The controlling body, Moor End Academies Trust, changed its name to South Pennine Academies in July 2017. This was due to the building of a new primary school on Moor End grounds, it was opened in 2016.

Kash Rafiq, a former pupil at the school, was appointed Principal in April 2018, and become 'Executive Principal' after gaining the role of Principal at other schools.
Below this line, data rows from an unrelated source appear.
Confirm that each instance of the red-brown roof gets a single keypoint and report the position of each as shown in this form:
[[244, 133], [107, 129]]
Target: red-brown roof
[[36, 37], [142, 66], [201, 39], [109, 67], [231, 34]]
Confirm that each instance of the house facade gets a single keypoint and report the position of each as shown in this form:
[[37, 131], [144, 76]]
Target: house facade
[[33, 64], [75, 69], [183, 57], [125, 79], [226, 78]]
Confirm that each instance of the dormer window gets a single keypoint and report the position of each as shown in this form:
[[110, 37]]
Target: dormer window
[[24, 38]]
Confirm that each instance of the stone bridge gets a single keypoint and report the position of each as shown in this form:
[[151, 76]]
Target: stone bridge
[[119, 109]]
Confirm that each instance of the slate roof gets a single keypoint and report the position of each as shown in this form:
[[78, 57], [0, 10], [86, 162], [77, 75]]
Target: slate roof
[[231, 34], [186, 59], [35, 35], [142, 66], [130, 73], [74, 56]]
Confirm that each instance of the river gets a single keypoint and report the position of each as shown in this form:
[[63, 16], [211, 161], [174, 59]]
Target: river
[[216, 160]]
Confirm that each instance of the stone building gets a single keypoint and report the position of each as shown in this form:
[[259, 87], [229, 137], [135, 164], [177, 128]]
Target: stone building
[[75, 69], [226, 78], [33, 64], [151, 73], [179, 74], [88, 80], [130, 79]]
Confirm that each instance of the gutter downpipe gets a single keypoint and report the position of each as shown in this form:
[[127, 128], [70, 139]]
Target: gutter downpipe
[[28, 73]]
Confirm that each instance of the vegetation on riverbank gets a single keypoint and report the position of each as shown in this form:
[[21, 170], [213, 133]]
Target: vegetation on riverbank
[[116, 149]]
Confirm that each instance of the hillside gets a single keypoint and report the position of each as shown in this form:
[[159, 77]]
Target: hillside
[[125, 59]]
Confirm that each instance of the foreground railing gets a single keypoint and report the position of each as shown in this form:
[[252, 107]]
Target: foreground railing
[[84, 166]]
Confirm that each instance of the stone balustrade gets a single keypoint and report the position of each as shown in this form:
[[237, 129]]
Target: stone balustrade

In July 2022, the start time of the school was pushed back by 10 minutes to 8:30, this was in line with Government guidelines set out in the government white paper, Opportunity for All.

==Organisation==
The school previously had a system of four houses: Beaumont, Castle, Emley, Greenhead. The roles of Head Boy and Head Girl were introduced in the year 2013–14, but were replaced by "Head Student" in 2022.

==Academic standards==
The latest Ofsted report, following an inspection in June 2012, rated the academy as 'Outstanding', grade 1 of four grades, for 'overall effectiveness' and for each of the four component measures. The report says "High aspirations, outstanding teaching and the rich curriculum result in outstanding achievement. Achievement is outstanding because students consistently make significantly more progress than students nationally in English, science and mathematics."

Following the previous inspection, in September/October 2009, the school was also assessed as being 'Outstanding'.